エロリィは、グッと両手を天に向け突き出した。そして掌を上に向けた。
『元〇玉?』
サラームが言った。
『ああ…… エロリィちゃんは、美しい……』
自分も美しくなったエルフの千葉(仮称)が言った。
うっとりとした口調だ。
なんか、前かがみになって、股間を押さえている……
なにしてんだ?
そして、エロリィの禁呪詠唱が響いた。
「ああん、らめぇ、熱いの欲しいの、中に欲しいのぉぉ、私の魔力回路の中までドピュドピュ注ぎ込んで欲しいのぉ~。あああん、らめぇ、魔力回路が魔力の味を覚えちゃうのぉ、あああ出てるぅぅ、ドピュドピュ出てる、あああだめ、コンコンしないで、魔力回路の入り口をコンコンしないでぇぇ~。あああん、壊れちゃうのぉぉ。もうパンパンなのよよぉぉ。溢れちゃう。ああん、ああん出る、きちゃう、なんか来ちゃうのぉぉ、行くぅぅぅぅ!」
荘厳な旋律であった。聞く者の心を清浄にさせる何かがそこにあった。
エロリィの金髪ツインテールが魔力光の奔流の中を揺蕩っている。
そして、彼女の両手の中に、閃光が結晶化したような光の弾が出来上がる。
すげぇ、熱い。

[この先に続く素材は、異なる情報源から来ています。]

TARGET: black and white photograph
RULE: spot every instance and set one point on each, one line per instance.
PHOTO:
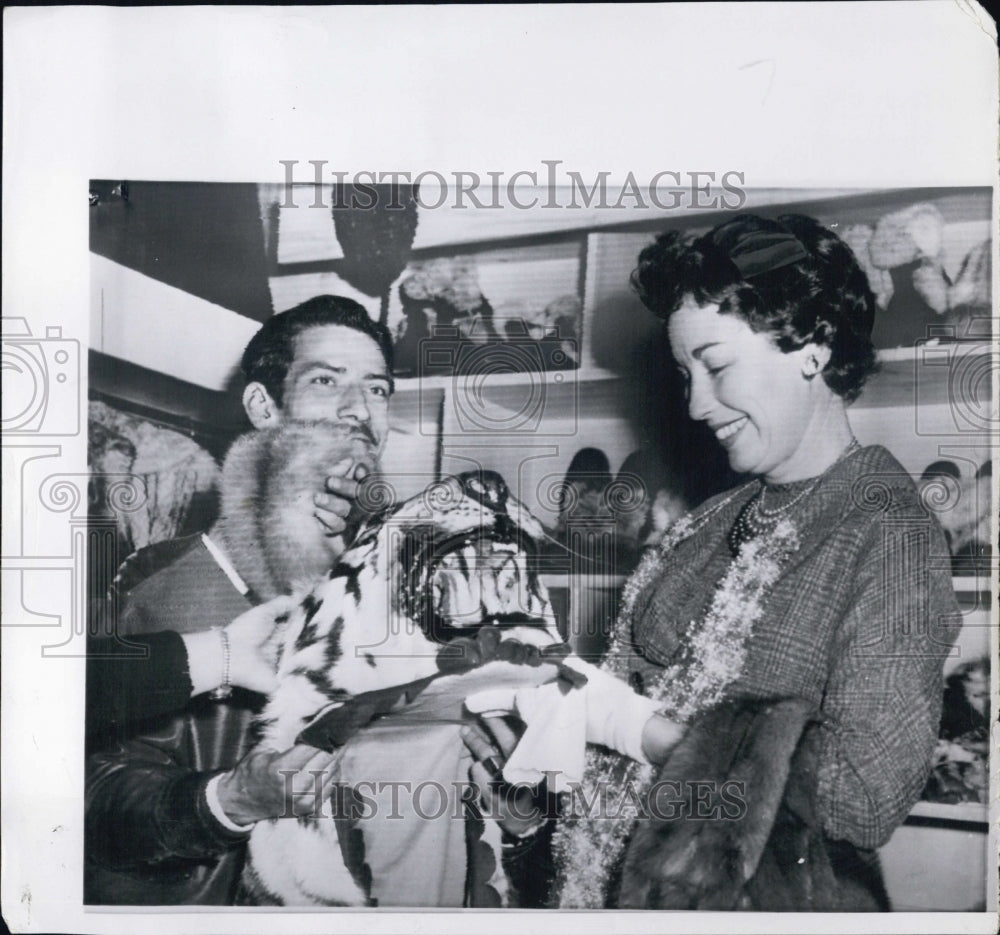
(512, 540)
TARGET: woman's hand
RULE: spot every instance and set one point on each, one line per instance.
(251, 648)
(514, 807)
(659, 736)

離れていても、サウナどころの話じゃない。
「プロミネンス・エクスプロ―ション!」
ビクビクンと体を痙攣させるながら、絶叫するエロリィ。
完全にアヘ顔になって、口の端から一筋の涎をたらしている。
それだけ、「禁呪」とは体に負担が大きいのだろうと俺は思った。
痙攣しながら、ガックリと膝をつくロロリィ。
「あぁハァ…… らめぇ、らめなのぉぉ……」
吐息のように、言葉を吐きだしていた。
なぜか、Wピースを決めていた。
呪術的な意味か?
そして、彼女の「禁呪」により生じた火炎弾が、宙を飛ぶ。
そのまま、倒れていたガルガリオスを直撃した。
轟音と熱気の塊が俺の全身を叩いた。
至近で爆弾が爆発したようなものだった。
腕で顔をカバーして、何とか耐える。
髪の毛が熱でチリチリになるかと思った。
狭い場所で使う魔法じゃない……
こっちが死んでしまう。
目を細めて、俺はガルガリオスを見た。業火包まれ、のたうつ様に動いている。
なにかを叫んでいるのだろうが、炎の音で聞こえない。
「ひゃははははははぁぁ!! もうね、私は天才のプリンセスの禁呪使いだからぁ! これで死んだのよぉぉ! 消し炭のも残らないのよぉ! 100億万度なのよぉぉ!」
トロ顔の痙攣状態が復活したエロリィが絶叫した。
しかし、戦いはまだ終わってなかった。
灼熱の業火の中、そいつは動いていた。